For the most part, I’ve stopped writing or reporting on “mass shootings”. They happen. My initial takes are normally wrong. The information that we are fed is designed to tell a story. I hate being a conspiracy guy.
My biggest error, so far, has been my initial analysis of the Trump shooting.
Having said that, it is difficult not to have questions when something stinks.
Part of critical thinking is to ask questions. To verify answers. To put answers to the test.
Example: We had a breaker pop on Friday. I knew what the cause was instantly, the wife was running her space heater.
When I got to the living room, she’s sitting on the sofa. Within seconds, I determined that she had left the heater on, even after she left the room.
Wife and Ally are telling me that it couldn’t be the fault of the heater because it had been running for a while and hadn’t blown the circuit.
Yeah, that was before we had that extra bit of draw on the circuit from the wife turning on the TV and side table light and other loads.
They used critical thinking to eliminate the heater.
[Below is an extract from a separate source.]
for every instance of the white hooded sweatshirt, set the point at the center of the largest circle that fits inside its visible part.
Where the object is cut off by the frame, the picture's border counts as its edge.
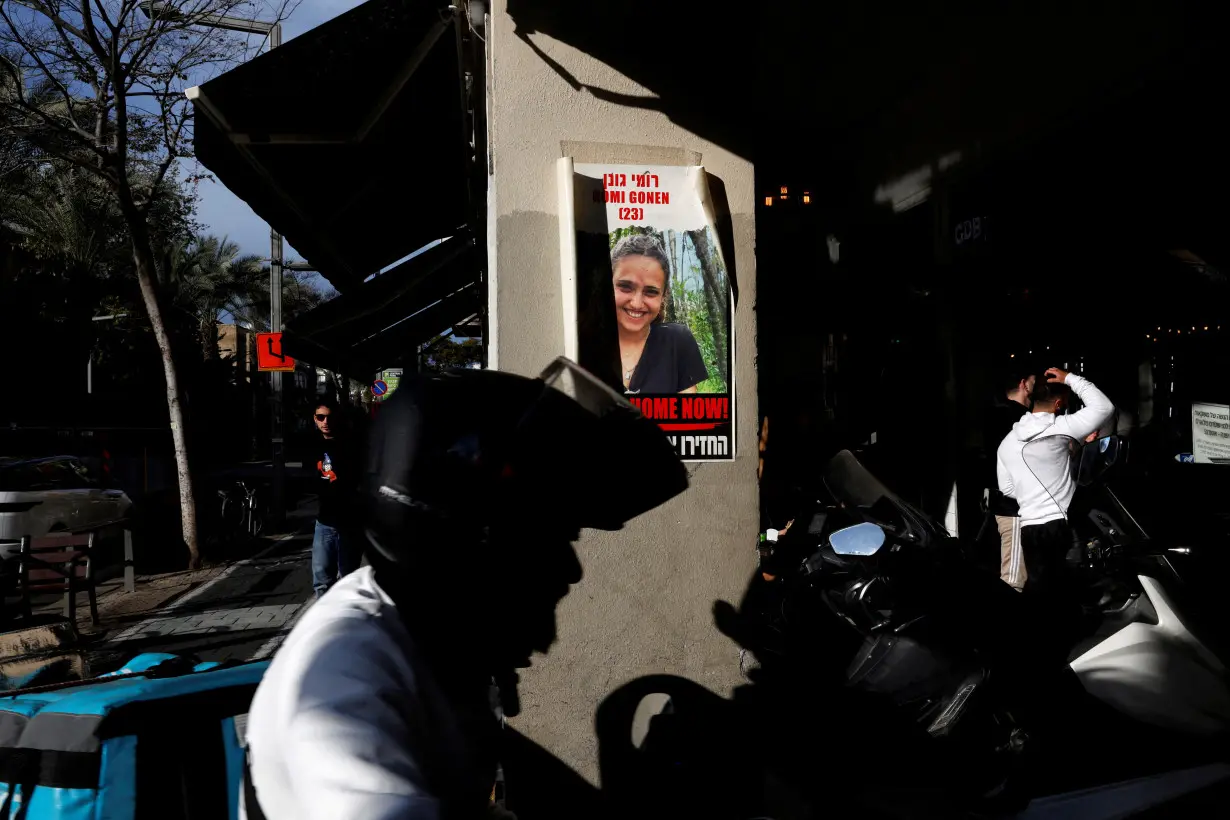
(1033, 461)
(351, 723)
I used more knowledge to rule the heater in.
That circuit is rated at 1650 watts. The heater, in low mode, draws 750 watts. The lights left on, the misc. stuff plugged into the walls, the bathroom light and fan easily reaches 300 watts. My computer has a 750 watt power supply in it. The switch and other “stuff” plugged into the same circuit. All of that is a significant load. Thus, popped breaker.
While rated at 1650 watts, those circuits will actually run for a bit over that limit until they pop.
When you look at a fact set, you have to evaluate all the parts to be able to reach a logical conclusion. Upon reaching that conclusion, you still need to have an open mind for more data that might change your analysis.
Security Analysis
Doing a security analysis of a location or situation has risk. I’m reminded of a sales analysis I did and provided to our sales manager for Cray.
The short of the analysis was that they were asking for millions of dollars from the client for a drive system which they could buy from other sources for under $100 thousand. I gave him this analysis so that he would have the ability to answer these types of questions before they were asked of him.
The sales manager reported me for “attempting to sabotage the sale”. I listened and reported back to my chain of command. The customer didn’t need me to tell them what their options were, they already knew.
Security analyses are like that. Telling a potential target of an observed weakness is more likely to get you in trouble and harassed than it is to get the institution to budge.
I’ve gamed out some options against institutional targets. I don’t ever talk about those analyses because I do not want something to happen to those targets and me becoming a person of interest.
Even the language I use would get me in trouble. I learned it from working for the military. Everything we analyzed was a “target”. It didn’t matter whether it was a T-90 from Russia or a Leopard II from Germany or an XM-1 from the US. They are all targets.
Most people don’t get it. So I don’t use those terms.
Questions
A veteran from the US Special Forces has decided to do “bad things.” He is going to detonate a bomb to cause damage to a Trump Hotel.
For some reason, he decides to take his passport with him on this mission.
The heat from the detonation is so intense, his weapons melt. Likely just the plastic furniture, but his passport and IDs survive.
What protected those IDs from the heat?
He rented a Tesla truck to do this in. What advantages does a Tesla truck have over an Econvan?
With extensive training on IEDs and making explosives, his device was pretty much a dud. What was the explosive used? Why didn’t he use a real explosive?
See TM 31–210 (HQ Department of the Army, 1969) pages 7 through 72 contains extensive information on primary and secondary explosives from field expedient sources.
Pages 194 through 223 cover making Fuses, detonators, and delay mechanisms.
A revised version was released in 2007.
So SF dude, who has been trained in all of this, messes up a simple bomb?
This man was likely highly trained in how to perform one man operations that were extremely successful. Why did he forget so much of his training?
Finally, why did he choose to use a Desert Eagle in 50 cal to off himself?